The unusual enzyme HDCR produces formic acid from gaseous hydrogen (H2) and carbon dioxide (CO2), thus removing CO2 from the environment and storing it in the cell. In this process, HDCR transfers electrons from hydrogen to the CO2. This is the first known enzyme that can directly use hydrogen as an electron source for CO2 storage. The enzyme HDCR was discovered in the heat-loving bacterium Thermoanaerobacter kivui, originally found in 1981 in Lake Kivu in Central Africa. It lives in environments that have little oxygen, such as the deep sea. The research teams from the Universities of Basel, Frankfurt (Prof. Volker Müller) and Marburg (Prof.
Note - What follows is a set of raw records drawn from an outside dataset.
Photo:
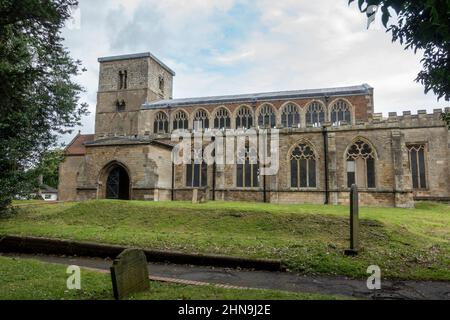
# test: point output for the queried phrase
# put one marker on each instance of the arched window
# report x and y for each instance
(361, 165)
(197, 173)
(180, 121)
(161, 124)
(340, 111)
(244, 118)
(247, 169)
(120, 106)
(123, 79)
(201, 120)
(315, 114)
(303, 167)
(267, 117)
(290, 117)
(417, 165)
(222, 119)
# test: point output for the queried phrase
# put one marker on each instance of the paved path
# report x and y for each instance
(284, 281)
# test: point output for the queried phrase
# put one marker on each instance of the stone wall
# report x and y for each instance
(143, 76)
(68, 172)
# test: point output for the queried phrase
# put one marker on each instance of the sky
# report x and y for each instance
(220, 47)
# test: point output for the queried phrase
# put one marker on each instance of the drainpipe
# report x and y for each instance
(325, 148)
(173, 181)
(214, 172)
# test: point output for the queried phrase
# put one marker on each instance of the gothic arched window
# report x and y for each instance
(267, 117)
(417, 165)
(161, 124)
(180, 121)
(303, 167)
(315, 114)
(222, 119)
(244, 118)
(201, 120)
(247, 168)
(361, 165)
(340, 111)
(290, 117)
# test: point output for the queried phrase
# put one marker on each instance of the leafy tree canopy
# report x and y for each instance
(39, 98)
(420, 25)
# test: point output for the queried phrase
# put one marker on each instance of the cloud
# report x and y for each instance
(238, 46)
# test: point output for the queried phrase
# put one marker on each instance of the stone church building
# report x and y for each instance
(329, 139)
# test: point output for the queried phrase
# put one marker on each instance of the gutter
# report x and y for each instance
(325, 148)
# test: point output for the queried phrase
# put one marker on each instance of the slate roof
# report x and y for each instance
(255, 97)
(114, 141)
(137, 56)
(47, 189)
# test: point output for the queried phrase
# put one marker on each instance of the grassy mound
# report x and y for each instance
(405, 243)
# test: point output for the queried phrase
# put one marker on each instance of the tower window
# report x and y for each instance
(315, 114)
(121, 105)
(361, 165)
(123, 79)
(340, 112)
(161, 123)
(161, 83)
(180, 121)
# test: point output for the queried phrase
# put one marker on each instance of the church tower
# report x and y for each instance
(125, 83)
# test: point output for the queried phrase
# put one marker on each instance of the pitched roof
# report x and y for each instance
(47, 189)
(115, 141)
(254, 97)
(77, 146)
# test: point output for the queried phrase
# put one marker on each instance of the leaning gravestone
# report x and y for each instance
(195, 198)
(129, 273)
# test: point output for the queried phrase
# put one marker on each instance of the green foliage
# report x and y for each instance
(405, 243)
(39, 98)
(421, 25)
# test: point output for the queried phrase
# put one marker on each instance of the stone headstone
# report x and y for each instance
(354, 221)
(129, 273)
(195, 198)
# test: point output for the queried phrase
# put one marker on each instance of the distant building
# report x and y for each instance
(329, 139)
(48, 193)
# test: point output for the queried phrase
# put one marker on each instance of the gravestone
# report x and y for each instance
(354, 221)
(195, 198)
(129, 273)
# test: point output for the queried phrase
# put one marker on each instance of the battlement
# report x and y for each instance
(407, 118)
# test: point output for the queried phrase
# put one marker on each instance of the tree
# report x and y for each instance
(39, 99)
(420, 25)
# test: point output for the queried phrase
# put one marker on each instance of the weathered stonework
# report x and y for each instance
(126, 138)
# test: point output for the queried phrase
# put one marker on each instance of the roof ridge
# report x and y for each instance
(355, 89)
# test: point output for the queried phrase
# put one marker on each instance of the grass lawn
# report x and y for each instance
(405, 243)
(23, 279)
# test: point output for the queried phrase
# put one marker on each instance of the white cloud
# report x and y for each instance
(279, 45)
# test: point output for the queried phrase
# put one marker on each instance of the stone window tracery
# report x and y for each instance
(290, 116)
(303, 167)
(361, 165)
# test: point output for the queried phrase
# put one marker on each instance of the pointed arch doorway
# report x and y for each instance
(118, 184)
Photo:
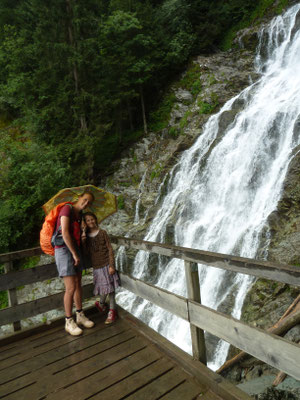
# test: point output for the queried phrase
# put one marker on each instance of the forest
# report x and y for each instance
(81, 80)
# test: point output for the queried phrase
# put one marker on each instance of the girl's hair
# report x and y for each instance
(88, 192)
(91, 215)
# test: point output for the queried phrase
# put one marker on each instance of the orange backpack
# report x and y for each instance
(48, 229)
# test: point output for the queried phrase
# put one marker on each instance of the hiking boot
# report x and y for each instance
(81, 319)
(72, 328)
(101, 307)
(111, 317)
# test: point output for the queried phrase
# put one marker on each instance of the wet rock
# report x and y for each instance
(184, 96)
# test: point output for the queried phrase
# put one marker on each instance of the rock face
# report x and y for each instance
(220, 77)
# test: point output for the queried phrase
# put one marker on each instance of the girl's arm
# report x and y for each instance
(65, 230)
(111, 256)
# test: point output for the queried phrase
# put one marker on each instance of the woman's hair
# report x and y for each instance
(91, 215)
(88, 192)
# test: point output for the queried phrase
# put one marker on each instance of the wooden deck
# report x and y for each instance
(125, 360)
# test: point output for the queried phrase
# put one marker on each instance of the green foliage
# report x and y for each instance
(251, 15)
(3, 299)
(159, 118)
(73, 78)
(191, 80)
(174, 132)
(156, 171)
(184, 120)
(31, 173)
(208, 107)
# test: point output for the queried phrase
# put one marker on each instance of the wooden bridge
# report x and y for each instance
(129, 360)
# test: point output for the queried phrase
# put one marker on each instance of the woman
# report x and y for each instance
(68, 261)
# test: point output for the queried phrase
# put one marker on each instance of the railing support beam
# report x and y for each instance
(193, 293)
(12, 294)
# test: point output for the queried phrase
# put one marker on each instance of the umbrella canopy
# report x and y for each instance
(104, 205)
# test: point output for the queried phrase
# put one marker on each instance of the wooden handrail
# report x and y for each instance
(261, 269)
(260, 344)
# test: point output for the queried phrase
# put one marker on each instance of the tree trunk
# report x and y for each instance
(83, 124)
(129, 114)
(143, 109)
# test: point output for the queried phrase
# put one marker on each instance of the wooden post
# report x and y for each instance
(193, 293)
(12, 295)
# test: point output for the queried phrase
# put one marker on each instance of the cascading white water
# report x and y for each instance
(223, 189)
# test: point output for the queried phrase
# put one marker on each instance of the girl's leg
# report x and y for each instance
(70, 287)
(112, 315)
(112, 301)
(78, 291)
(102, 298)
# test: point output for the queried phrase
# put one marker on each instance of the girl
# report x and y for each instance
(97, 245)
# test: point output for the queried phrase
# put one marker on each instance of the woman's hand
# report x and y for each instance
(76, 259)
(111, 270)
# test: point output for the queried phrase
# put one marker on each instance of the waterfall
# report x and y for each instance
(224, 187)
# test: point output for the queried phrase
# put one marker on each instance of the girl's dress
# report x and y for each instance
(99, 248)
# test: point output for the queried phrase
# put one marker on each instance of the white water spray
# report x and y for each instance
(224, 188)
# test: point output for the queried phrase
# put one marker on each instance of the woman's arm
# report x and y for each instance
(65, 230)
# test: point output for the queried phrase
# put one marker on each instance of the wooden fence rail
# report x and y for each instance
(260, 344)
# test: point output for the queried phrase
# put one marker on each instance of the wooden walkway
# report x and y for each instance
(119, 361)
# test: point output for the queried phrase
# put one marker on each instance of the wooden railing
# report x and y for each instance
(272, 349)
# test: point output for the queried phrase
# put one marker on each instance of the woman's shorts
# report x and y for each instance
(65, 263)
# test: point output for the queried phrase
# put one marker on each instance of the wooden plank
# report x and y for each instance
(77, 353)
(202, 374)
(186, 391)
(193, 293)
(261, 269)
(12, 295)
(77, 370)
(38, 306)
(160, 386)
(98, 382)
(135, 381)
(14, 279)
(64, 345)
(169, 301)
(254, 341)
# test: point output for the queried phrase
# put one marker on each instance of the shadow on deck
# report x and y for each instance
(127, 360)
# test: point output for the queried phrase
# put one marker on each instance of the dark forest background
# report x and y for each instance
(80, 80)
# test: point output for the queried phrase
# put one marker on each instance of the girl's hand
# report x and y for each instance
(83, 226)
(111, 270)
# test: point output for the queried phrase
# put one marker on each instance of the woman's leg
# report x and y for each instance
(70, 287)
(78, 291)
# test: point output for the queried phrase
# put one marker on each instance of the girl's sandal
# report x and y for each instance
(111, 317)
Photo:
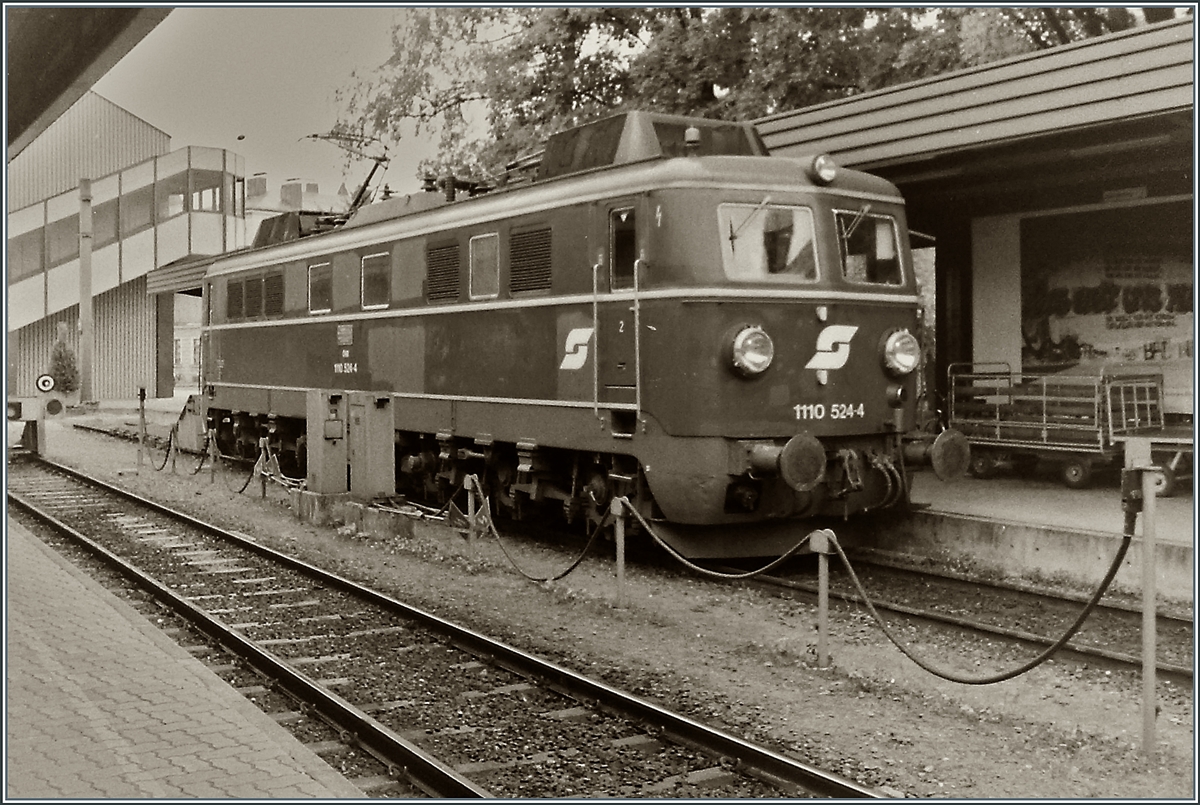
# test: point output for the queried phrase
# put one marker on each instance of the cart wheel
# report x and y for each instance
(1164, 482)
(1077, 473)
(983, 464)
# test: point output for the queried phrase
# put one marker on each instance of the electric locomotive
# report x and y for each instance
(664, 311)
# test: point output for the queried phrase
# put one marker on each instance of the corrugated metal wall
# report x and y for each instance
(93, 138)
(124, 343)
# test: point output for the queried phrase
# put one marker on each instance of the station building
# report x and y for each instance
(1056, 191)
(151, 208)
(150, 205)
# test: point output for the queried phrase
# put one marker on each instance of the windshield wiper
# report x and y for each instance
(735, 233)
(853, 224)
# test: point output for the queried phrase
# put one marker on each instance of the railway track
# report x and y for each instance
(1110, 636)
(443, 709)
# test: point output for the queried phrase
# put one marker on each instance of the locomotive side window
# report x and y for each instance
(321, 288)
(869, 247)
(485, 266)
(376, 281)
(233, 300)
(622, 247)
(761, 241)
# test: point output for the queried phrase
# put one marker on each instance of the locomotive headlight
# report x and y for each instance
(753, 350)
(901, 353)
(822, 169)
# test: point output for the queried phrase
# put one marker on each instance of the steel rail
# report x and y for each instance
(748, 758)
(402, 757)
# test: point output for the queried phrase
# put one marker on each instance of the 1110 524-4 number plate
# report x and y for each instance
(833, 410)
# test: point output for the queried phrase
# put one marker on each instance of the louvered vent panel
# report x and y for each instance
(273, 294)
(529, 260)
(253, 298)
(234, 308)
(442, 272)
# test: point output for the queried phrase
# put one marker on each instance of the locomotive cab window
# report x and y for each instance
(321, 288)
(622, 248)
(485, 266)
(376, 281)
(869, 247)
(766, 241)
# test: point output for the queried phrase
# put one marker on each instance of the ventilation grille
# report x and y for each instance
(529, 260)
(234, 299)
(253, 298)
(442, 272)
(273, 294)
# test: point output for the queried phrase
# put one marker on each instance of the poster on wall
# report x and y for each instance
(1103, 300)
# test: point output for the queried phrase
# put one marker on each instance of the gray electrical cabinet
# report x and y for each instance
(328, 444)
(372, 439)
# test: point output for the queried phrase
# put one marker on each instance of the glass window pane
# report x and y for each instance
(868, 245)
(376, 280)
(761, 241)
(207, 191)
(485, 266)
(137, 210)
(321, 288)
(25, 254)
(63, 240)
(103, 223)
(169, 194)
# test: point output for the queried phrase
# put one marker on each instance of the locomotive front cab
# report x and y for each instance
(803, 343)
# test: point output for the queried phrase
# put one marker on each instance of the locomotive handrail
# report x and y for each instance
(637, 337)
(595, 338)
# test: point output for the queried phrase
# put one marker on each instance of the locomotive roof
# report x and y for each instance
(429, 212)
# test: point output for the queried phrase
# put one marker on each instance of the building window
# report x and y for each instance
(63, 240)
(321, 288)
(485, 266)
(376, 280)
(169, 194)
(25, 254)
(207, 191)
(137, 210)
(105, 223)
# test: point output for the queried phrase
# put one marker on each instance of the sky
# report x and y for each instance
(210, 74)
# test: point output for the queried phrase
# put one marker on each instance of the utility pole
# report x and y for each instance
(87, 325)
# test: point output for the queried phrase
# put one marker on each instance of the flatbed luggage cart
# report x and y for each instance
(1077, 421)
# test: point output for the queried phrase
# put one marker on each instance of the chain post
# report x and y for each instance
(618, 511)
(820, 544)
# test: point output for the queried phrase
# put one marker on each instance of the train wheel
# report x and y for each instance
(983, 463)
(1077, 473)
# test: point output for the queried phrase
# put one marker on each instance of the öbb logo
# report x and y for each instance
(833, 347)
(576, 348)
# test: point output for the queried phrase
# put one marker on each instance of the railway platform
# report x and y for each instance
(1027, 526)
(100, 703)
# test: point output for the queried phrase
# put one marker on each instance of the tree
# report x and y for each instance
(64, 368)
(491, 84)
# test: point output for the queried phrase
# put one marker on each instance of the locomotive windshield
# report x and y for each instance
(869, 247)
(765, 240)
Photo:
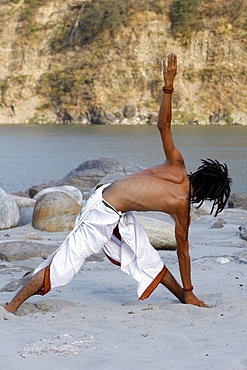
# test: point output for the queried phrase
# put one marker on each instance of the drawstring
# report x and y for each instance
(109, 206)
Jan Schuller) have now successfully elucidated the structure of HDCR. The results have now been published in Nature
High-speed catalyst
The enzyme HDCR is composed of long filaments. This thread-like structure acts like an electron-conducting ‘nanowire’ that is evidently responsible for the extremely efficient conversion rates of the two gases. “It is the structure of the enzyme that makes high-speed CO2 storage possible,” explains Dr. Ricardo Righetto, one of the first authors of the study at the Biozentrum of the University of Basel. The researchers found this enzyme to be faster than any previously known chemical catalyst performing this reaction.